Bölge Adliye Mahkemesi kararı davacı-davalı kadın vekili tarafından erkeğin davasının kabulü, nafakanın yıllık ÜFE-TÜFE oranında artışı talep edilmiş olmasına rağmen buna ilişkin hüküm kurulmaması, maddî ve manevî tazminat ile nafakaların miktarları yönünden; davalı-davacı erkek vekili tarafından ise kusur belirlemesi, kadının kabul edilen davası, aleyhe hükmedilen nafakalar ve tazminatlar, erkeğin reddedilen tazminat talepleri ile velâyet ve kişisel ilişki kararı yönünden temyiz edilmekle; kesinlik, süre temyiz şartı ve diğer usul eksiklikleri yönünden yapılan ön inceleme sonucunda;
6100 sayılı Hukuk Muhakemeleri Kanunu'nun (6100 sayılı Kanun) öngördüğü yargılama sistemine göre ilk Derece Mahkemesinin kesin olmayan kararına karşı önce istinaf yoluna başvurulabilmektedir. İstinaf başvurusu üzerine Bölge Adliye Mahkemesince, başvuran tarafın istinaf başvurusunun usulden ya da esastan reddine karar verilebilir veya İlk Derece Mahkemesi kararı kaldırılarak yeniden hüküm kurulabilir. Bu durumda Bölge Adliye Mahkemesi kararına karşı, istinaf başvurusu reddedilen tarafın ya da istinaf incelemesi sonucunda İlk Derece Mahkemesi kararı kaldırılarak yeni hüküm kurulması hâlinde aleyhine karar verilen tarafın temyiz hakkı bulunmaktadır. Başka bir deyişle istinaf başvurusunun reddi hâlinde Bölge Adliye Mahkemesi kararına karşı temyiz hakkı sadece istinaf başvurusu reddedilen tarafa ait olup bu hâlde İlk Derece Mahkemesi kararını istinaf etmeyen tarafın temyiz hakkı bulunmamaktadır.
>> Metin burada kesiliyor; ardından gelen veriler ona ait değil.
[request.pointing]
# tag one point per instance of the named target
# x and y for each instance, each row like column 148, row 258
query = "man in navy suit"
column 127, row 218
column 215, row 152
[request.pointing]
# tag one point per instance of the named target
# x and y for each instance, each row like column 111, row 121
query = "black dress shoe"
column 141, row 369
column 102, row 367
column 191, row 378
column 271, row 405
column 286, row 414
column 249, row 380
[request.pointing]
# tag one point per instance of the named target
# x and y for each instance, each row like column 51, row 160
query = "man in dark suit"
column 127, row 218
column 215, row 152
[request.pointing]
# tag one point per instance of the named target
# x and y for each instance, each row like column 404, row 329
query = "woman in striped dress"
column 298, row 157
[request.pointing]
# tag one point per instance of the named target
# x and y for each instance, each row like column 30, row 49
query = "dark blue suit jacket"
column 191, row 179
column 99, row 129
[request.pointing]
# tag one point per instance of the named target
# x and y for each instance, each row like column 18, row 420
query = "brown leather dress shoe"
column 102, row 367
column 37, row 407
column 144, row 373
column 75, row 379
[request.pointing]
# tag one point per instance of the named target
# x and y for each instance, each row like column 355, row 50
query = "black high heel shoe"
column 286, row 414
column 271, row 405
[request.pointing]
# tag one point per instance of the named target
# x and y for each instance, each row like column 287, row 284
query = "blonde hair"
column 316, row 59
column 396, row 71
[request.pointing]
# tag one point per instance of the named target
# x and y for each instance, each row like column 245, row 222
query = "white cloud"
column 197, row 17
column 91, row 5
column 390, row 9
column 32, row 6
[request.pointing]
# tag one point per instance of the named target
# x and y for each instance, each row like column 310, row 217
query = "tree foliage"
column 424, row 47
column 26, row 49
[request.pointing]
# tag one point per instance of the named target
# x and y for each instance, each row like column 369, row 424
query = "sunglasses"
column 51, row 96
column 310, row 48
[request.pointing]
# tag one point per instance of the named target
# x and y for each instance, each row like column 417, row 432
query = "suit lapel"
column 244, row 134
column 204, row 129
Somut uyuşmazlıkta, İlk Derece Mahkemesince verilen her iki davanın kabulü ile tarafların boşanmalarına, boşanmanın fer'îlerine, çocukların velayetinin annelerine verilmesine ve çocuklar ile baba arasında kişisel ilişki tesisine dair karara karşı taraf vekillerince istinaf yoluna başvurulmuştur. Tarafların istinaf başvurusunun kısmen esastan reddi ve kısmen kabulüne karar verilmiştir. Hâl böyle iken İlk Derece Mahkemesi kararına karşı davacı- davalı erkek vekilinin kişisel ilişkinin düzenlenmesine yönelik istinaf yoluna başvurmayan davacı- davalı erkek vekilinin, Bölge Adliye Mahkemesi kararına karşı temyiz hakkı bulunmamaktadır. Açıklanan nedenlerle; davacı- davalı erkek vekilinin kişisel ilişkinin düzenlenmesine yönelik temyiz isteminin reddine karar vermek gerekir.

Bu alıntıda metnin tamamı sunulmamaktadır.